I’m teaching a “Conquering Conflict” workshop today in Downtown Houston. While reviewing my materials, I was reminded that interpersonal conflict is something that many people dread, but something that can often have a positive outcome if we change the way we think about it and learn a few basic skills.
Here are just 10 of the many tips from my “Conquering Conflict” workshop to get you started toward better conflict resolution.
1. Know your conflict style. For most people, it’s “Fight” or “Flight.” Both choices are appropriate—given the right situation. There is a third choice, “Resolve,” but that’s one that most people don’t grab for instinctively. Knowing how you instinctively approach conflict is the first step toward making the right choice in how to approach a given situation.
2. See it coming. Conflict rarely comes “out of the blue.” It’s like a hurricane. If you watch, listen, and heed the warning, you can take appropriate action. If you wait until it’s upon you- you end up in a defensive position- and unlikely to have a good outcome.
3. Choose your battles. If you’re just going for the win, if the outcome won’t make anyone’s life better, if the cause of the conflict is trivial, or the cost of the conflict to the relationship outweighs the benefit of talking about it, consider just letting it go.
4. Think before you respond. When someone tries to start a conflict “discussion,” think carefully about the first words out of your mouth.

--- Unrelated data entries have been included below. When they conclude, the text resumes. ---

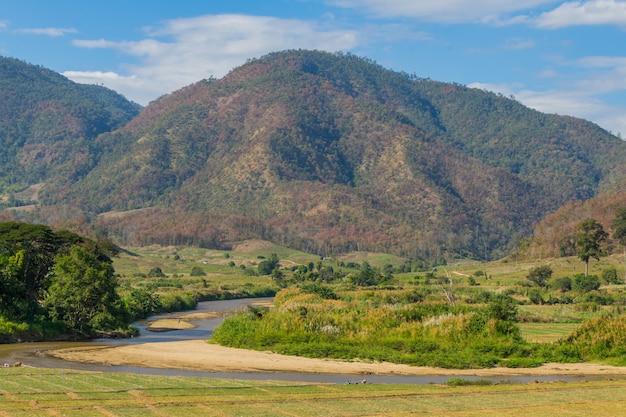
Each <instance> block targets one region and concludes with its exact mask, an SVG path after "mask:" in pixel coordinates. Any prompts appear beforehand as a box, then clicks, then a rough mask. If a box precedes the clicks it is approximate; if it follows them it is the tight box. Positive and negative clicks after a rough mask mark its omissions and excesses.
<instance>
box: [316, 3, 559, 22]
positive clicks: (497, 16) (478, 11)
mask: <svg viewBox="0 0 626 417" xmlns="http://www.w3.org/2000/svg"><path fill="white" fill-rule="evenodd" d="M326 3H327V4H330V5H333V6H338V7H344V8H352V9H358V10H362V11H363V12H364V13H366V14H369V15H370V16H374V17H384V18H391V17H404V18H417V19H421V20H425V21H430V22H440V23H468V22H470V23H478V22H492V21H498V20H500V18H501V17H502V16H504V15H509V14H511V13H519V12H522V11H525V10H529V9H532V8H535V7H538V6H543V5H549V4H554V3H556V1H555V0H517V1H500V0H474V1H471V2H469V1H467V0H437V1H426V0H386V1H380V0H326Z"/></svg>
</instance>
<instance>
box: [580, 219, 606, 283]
mask: <svg viewBox="0 0 626 417" xmlns="http://www.w3.org/2000/svg"><path fill="white" fill-rule="evenodd" d="M608 237H609V234H608V233H607V232H605V231H604V228H603V227H602V225H601V224H600V223H598V221H597V220H595V219H591V218H589V219H586V220H583V221H582V222H580V223H579V224H578V233H577V234H576V247H577V248H578V257H579V258H580V260H582V261H583V262H584V263H585V276H587V275H589V259H590V258H594V259H596V260H600V257H601V256H604V255H605V253H606V251H605V249H604V243H605V242H606V240H607V238H608Z"/></svg>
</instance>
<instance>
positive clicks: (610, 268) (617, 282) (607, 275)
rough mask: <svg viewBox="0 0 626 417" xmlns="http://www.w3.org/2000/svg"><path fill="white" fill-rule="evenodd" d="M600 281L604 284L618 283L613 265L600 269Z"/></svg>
mask: <svg viewBox="0 0 626 417" xmlns="http://www.w3.org/2000/svg"><path fill="white" fill-rule="evenodd" d="M602 281H604V283H606V284H620V280H619V278H618V277H617V269H615V267H614V266H610V267H608V268H605V269H604V270H603V271H602Z"/></svg>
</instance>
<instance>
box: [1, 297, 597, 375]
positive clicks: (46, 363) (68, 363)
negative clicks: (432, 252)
mask: <svg viewBox="0 0 626 417" xmlns="http://www.w3.org/2000/svg"><path fill="white" fill-rule="evenodd" d="M270 300H271V299H268V298H254V299H240V300H225V301H206V302H201V303H198V307H197V309H196V310H195V311H193V312H194V313H195V312H220V313H225V312H229V311H236V310H239V309H242V308H245V307H246V306H248V305H250V304H252V303H255V302H267V301H270ZM184 314H185V312H182V313H181V312H178V313H172V314H164V315H160V316H155V317H151V318H150V320H156V319H160V318H173V317H177V316H182V315H184ZM222 321H223V318H214V319H203V320H194V322H193V323H194V325H195V326H196V327H195V328H193V329H187V330H172V331H167V332H151V331H149V330H147V327H148V325H149V322H148V321H141V322H138V323H135V324H134V325H135V326H136V327H137V328H138V329H139V332H140V335H139V336H138V337H134V338H130V339H98V340H94V341H88V342H37V343H17V344H4V345H2V344H0V362H1V363H7V364H13V363H16V362H21V363H23V364H24V365H29V366H34V367H39V368H63V369H75V370H85V371H98V372H132V373H138V374H146V375H166V376H177V375H184V376H204V377H211V378H228V379H238V380H280V381H294V382H295V381H298V382H311V383H338V384H340V383H357V382H362V381H363V380H366V381H367V383H385V384H443V383H446V381H448V380H450V379H452V378H454V376H396V375H363V376H360V375H344V374H310V373H290V372H202V371H185V370H174V369H160V368H140V367H132V366H111V365H99V364H91V363H81V362H70V361H65V360H62V359H59V358H55V357H52V356H49V355H47V354H46V352H49V351H51V350H55V349H63V348H70V347H81V346H93V345H94V344H102V345H107V346H111V345H128V344H137V343H152V342H173V341H181V340H206V339H209V338H210V337H211V335H212V334H213V330H214V329H215V328H216V327H217V326H218V325H219V324H220V323H221V322H222ZM459 378H462V379H465V380H470V381H472V380H489V381H491V382H492V383H527V382H532V381H539V382H548V381H557V380H558V381H566V382H573V381H589V380H594V379H596V380H597V379H603V378H602V377H598V378H595V377H589V376H514V377H502V376H498V377H473V376H459Z"/></svg>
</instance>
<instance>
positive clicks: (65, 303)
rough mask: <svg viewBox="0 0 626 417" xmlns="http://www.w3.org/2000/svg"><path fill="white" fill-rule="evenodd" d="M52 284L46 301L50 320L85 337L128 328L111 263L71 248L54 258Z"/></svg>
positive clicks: (87, 250) (51, 281)
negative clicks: (125, 325)
mask: <svg viewBox="0 0 626 417" xmlns="http://www.w3.org/2000/svg"><path fill="white" fill-rule="evenodd" d="M51 282H52V284H51V285H50V288H49V289H48V295H47V297H46V298H45V301H44V306H45V307H46V308H47V309H48V311H49V315H50V318H51V319H53V320H62V321H64V322H65V323H66V324H67V325H68V327H69V328H71V329H72V330H74V331H77V332H79V333H82V334H86V335H91V334H94V333H96V332H98V331H110V330H115V329H117V328H119V327H120V326H122V325H125V324H126V323H124V320H123V319H122V316H123V315H122V311H123V309H121V301H120V298H119V296H118V294H117V292H116V288H117V285H118V283H117V280H116V278H115V271H114V269H113V265H112V263H111V262H110V261H106V260H100V259H98V256H97V255H96V254H94V253H92V252H90V251H89V250H87V249H86V248H84V247H82V246H72V247H71V248H70V250H69V252H68V253H67V254H62V255H59V256H57V257H56V258H55V264H54V267H53V269H52V272H51Z"/></svg>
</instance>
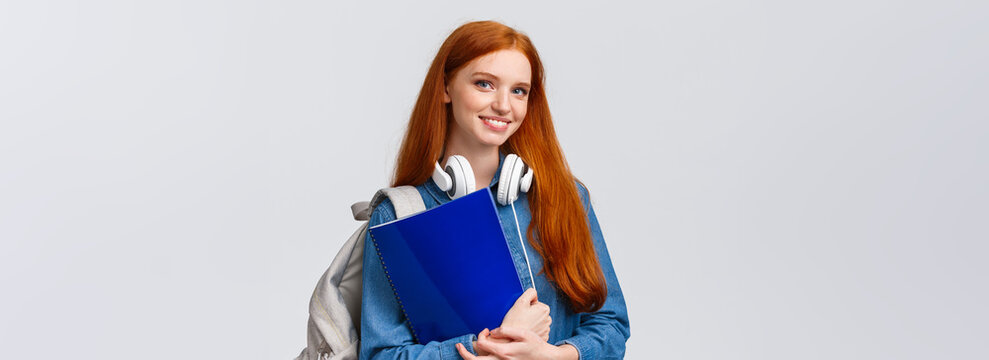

Your goal should be to de-escalate, not escalate the conflict.
5. Admit when you’re wrong. One of the things I hate the most is a “well but.” A person approaches you about something, you know you’re wrong, but instead of just admitting it, you try to defend yourself or reverse the blame. “Well, but it’s not my fault, you shouldn’t have asked me to help you move in the first place.” (This after the person did ask, you agreed to help, then you forgot to show up.)
6. Take your share of the responsibility. If you can own any part of the problem, own it. People are usually more willing to take their responsibility when the other party does too.
7. Agree whenever possible. In customer service situations, or other situations where the discussion initiator is correct in his or her complaint, concern, or comment, just agree. “You’re right; it’s frustrating to wait in line for a half hour.” Is a better response than, “Gee sorry, it’s just busy here on Mondays.” Say the latter, and you’re pretty likely to escalate the conflict.
8. Be specific. When you have a complaint or problem, be specific, so the other party knows exactly what it is. When responding to a complaint, be just as specific about what you’ll do to take care of it. Being specific increases the odds that a conflict will be resolved successfully.
9. Prepare for the other person’s response. When people get up the courage to “confront” others, they generally only “plan” what they’re going to say to get the conversation started. What they should prepare themselves for is the other person’s reaction. What if the other person gets angry? Cries? Shuts down? What are you going to say next? If you’re not prepared—end of conversation, and most likely, any chance of resolution.
10. Change the way you think about conflict. Many people think all conflict should be avoided, like the flu. However, handled correctly, conflict can improve relationships, open people’s eyes to new things, and keep people from imploding or exploding from grudges, hurts, and other complaints that left unresolved, only get worse.